Among other things, Barber noted that while, overall, most of the news for renewables is pretty good, one large solar company recently filed for bankruptcy. As GenerationHub reported, SunEdison (NYSE:SUNE) on April 21 said that it and certain of its domestic and international subsidiaries have filed voluntary petitions for reorganization under Chapter 11 at the U.S. Bankruptcy Court for the Southern District of New York.
Still, renewable development continues, with smaller solar projects more common in the East Coast and bigger solar projects more typical in the West Coast, GenerationHub Chief Analyst Barry Cassell noted during the webcast.
He also noted MidAmerican Energy’s wind ventures. As GenerationHub reported, MidAmerican Energy told the Iowa Utilities Board in an April 14 application that its 2,000 MW Wind XI development program is designed to meet renewable energy needs and extended PTC authorization from Congress.
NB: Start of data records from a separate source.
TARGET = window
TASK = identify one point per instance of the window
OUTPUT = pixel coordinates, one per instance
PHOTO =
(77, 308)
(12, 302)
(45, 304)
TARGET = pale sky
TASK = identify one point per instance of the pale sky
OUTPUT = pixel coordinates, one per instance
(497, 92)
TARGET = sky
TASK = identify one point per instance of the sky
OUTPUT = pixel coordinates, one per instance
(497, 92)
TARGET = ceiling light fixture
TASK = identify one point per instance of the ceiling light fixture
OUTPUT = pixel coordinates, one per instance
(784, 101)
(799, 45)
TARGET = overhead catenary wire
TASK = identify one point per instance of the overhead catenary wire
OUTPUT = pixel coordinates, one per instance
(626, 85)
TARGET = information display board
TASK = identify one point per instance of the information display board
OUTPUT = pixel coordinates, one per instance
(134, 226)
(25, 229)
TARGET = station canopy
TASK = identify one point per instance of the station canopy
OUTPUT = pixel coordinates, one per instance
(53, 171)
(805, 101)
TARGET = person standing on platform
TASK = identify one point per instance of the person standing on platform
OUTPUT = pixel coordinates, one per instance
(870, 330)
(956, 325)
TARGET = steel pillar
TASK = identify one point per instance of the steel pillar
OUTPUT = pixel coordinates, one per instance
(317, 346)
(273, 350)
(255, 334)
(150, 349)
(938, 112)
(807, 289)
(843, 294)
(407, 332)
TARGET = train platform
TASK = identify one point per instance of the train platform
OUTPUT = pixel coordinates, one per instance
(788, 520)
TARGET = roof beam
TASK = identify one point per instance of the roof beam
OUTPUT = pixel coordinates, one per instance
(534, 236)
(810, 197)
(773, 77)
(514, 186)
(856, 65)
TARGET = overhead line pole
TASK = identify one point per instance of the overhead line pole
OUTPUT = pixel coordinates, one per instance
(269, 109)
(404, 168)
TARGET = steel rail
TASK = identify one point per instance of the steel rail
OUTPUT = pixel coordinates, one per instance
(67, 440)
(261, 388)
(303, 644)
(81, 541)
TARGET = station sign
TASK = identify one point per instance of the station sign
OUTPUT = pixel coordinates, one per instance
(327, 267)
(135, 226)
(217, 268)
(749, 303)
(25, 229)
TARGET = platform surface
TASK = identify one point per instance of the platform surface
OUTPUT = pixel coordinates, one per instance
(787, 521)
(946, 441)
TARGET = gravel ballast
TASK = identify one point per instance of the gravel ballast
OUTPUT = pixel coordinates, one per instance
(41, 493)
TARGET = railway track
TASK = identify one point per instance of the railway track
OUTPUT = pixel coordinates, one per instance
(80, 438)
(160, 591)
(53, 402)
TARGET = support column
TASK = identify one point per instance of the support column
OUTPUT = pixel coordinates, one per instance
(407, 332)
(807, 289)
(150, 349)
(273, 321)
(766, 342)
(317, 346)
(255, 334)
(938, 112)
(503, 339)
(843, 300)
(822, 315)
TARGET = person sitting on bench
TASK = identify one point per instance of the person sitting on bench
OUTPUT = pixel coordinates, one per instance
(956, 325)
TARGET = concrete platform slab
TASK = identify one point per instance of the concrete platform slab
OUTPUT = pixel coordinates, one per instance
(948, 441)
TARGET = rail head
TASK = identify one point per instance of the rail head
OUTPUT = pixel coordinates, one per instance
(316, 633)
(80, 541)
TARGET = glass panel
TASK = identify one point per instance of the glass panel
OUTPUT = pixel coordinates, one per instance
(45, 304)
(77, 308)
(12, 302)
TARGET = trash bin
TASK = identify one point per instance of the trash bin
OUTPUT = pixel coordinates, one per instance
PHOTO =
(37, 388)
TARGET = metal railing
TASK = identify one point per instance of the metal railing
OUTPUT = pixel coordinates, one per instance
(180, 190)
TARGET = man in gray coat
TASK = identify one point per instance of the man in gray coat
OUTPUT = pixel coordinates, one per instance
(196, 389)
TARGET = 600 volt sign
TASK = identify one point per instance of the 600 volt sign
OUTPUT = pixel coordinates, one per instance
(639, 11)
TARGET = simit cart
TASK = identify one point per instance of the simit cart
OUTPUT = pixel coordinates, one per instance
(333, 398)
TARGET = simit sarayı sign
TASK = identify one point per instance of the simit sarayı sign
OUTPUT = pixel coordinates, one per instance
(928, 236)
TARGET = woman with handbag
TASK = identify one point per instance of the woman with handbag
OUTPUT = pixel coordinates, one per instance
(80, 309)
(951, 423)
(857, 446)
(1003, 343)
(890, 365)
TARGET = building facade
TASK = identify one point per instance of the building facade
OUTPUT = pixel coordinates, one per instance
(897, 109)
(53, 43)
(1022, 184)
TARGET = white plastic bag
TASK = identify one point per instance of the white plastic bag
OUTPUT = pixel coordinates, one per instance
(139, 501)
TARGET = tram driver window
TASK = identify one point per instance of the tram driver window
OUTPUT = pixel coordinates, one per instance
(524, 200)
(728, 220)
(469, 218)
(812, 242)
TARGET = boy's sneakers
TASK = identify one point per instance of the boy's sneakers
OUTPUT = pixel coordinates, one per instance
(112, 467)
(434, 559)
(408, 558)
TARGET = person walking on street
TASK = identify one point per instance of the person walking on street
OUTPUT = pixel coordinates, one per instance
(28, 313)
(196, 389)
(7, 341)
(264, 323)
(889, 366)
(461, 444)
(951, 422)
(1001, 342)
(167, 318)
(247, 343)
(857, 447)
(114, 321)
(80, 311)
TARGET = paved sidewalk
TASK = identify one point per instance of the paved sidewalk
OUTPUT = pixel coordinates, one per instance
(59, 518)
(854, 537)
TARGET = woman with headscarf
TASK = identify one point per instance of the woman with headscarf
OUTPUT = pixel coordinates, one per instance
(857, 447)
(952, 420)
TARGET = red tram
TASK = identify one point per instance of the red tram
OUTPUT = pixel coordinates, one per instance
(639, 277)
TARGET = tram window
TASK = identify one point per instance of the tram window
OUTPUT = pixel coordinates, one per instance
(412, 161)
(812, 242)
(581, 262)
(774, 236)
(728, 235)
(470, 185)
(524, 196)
MidAmerican Energy applied for a determination of ratemaking principles for the proposed Wind XI Project, which, like its name implies, is the eleventh installment of a slate of wind projects developed in recent years. MidAmerican on April 14 publicly announced the filing of this application.
Any real opposition to that endeavor is unlikely as “Iowa seems to embrace wind pretty well,” Cassell said.
Discussing coal news, including Peabody’s announced bankruptcy, Cassell said, “I think we’re going to see, basically, a privatization of the coal industry.”
In a lot of cases, Cassell said, creditors that are going to take over the assets may not want those assets, but having them is a way to protect as much as they can of their original investment, or their original loans to companies.
He noted that financial institutions are under public pressure to not finance coal anymore.
Despite the bankruptcies of some, he said that “it’s not a clean sweep [in] that if you’re a public company, you’re in serious trouble, but you’re not doing as well as you used to and you’re doing a lot worse than you used to. I think that’s pretty safe to say all around, and we’ll just have to see how that affects coal production and supply to utility companies.”
Among other things, Knutson discussed recent trends in electric generation. As noted in his presentation, for instance, for the most recent 12 months ending in February, compared with the same period in 2015, natural gas was up 17.1%; coal was down 15.4%; nuclear power was down 0.2%; hydropower was down 5.3%; and other renewables were up 10.2%.
Also, in that same timeframe, compared to the same period in 2015, for electric utilities, the delivered price of coal was down 6.7% to $2.16 per mmBtu, and the delivered price of natural gas was down 30.9%, to $3.34; for independent power producers, coal was down 8.1%, to $2.06 per mmBtu, and natural gas was down 38.1%, to $2.66.
Meanwhile, in that same timeframe, residential electric rates were up 0.4%, to 12.7 cents per kWh, while rates for all customers were down 0.8%, to 10.4 cents per kWh.